If you are a foreigner living in the south of Finland, you probably have noticed that this week the whole country has slowed down, everything works at half speed, schools are closed and many people are gone away from their homes for a few days.

Next week, those who live in the areas of central Finland will perceive a similar situation and within two weeks will be the residents of the northernmost regions who experience a few days of holiday and relaxation.

This is due to the mid-winter holiday, known in Finland as the ‘ski holiday’ (in Finnish, hiihtoloma).
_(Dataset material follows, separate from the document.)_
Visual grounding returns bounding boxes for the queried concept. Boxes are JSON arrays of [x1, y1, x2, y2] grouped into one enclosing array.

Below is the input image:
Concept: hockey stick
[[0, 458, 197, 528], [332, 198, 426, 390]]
This is a tradition deeply rooted in Finnish culture, which today also exists in other countries in Europe, but which in the land of snow and ice dates back to the 1920s.

A staggered celebration

The ski holiday is not a period linked to any specific dates throughout the country. Schools celebrate it in a staggered way in the different provinces and this year they go from mid-February in the southern areas to the second week of March in Lapland.

The tradition has its roots in the practical need to cut the long spring school semester. At the same time, it was thought that it would be a good idea to give the children a week off and encourage them to enjoy outdoor activities.

It is important to point that in those days tourism was still a luxury within the reach of a few, so enjoying outdoors meant for youngsters mainly going out and do the best to have fun in the middle of the cold and snowy Finnish winter. Thus, skiing, skating, and more recently snowboarding have became the most popular activities on these days.

Cross country ski couple

In search for sun and sand

The initiative was so successful that already in the 1930s the 'ski holiday', besides being a tradition, acquired also a legal status. Today these days off constitute one of the basic milestones of the Finnish school calendar. And although they are still called 'ski holiday', it has become common that many families take advantage of this winter break to travel abroad in search of sun and sand.

Those who are not so lucky to afford a vacation in another country are still seen on the slopes with skis, snowboards or skates practising the most ingrained sports in the country: alpine skiing, cross-country skiing, ice skating and even sledding. In fact, many families and groups of young people take advantage of these dates to do domestic tourism and visit Lapland in search of the best ski resorts in Finland.

Weather is also expected to help. On these dates normally the hardest part of winter has already passed, the sun has returned to make an appearance and the days are a little longer.

So, if you have the time and the money, if you enjoy outdoors activities and your physical condition allows it, do not miss this opportunity to enjoy the best of winter before the snow melts and spring arrives.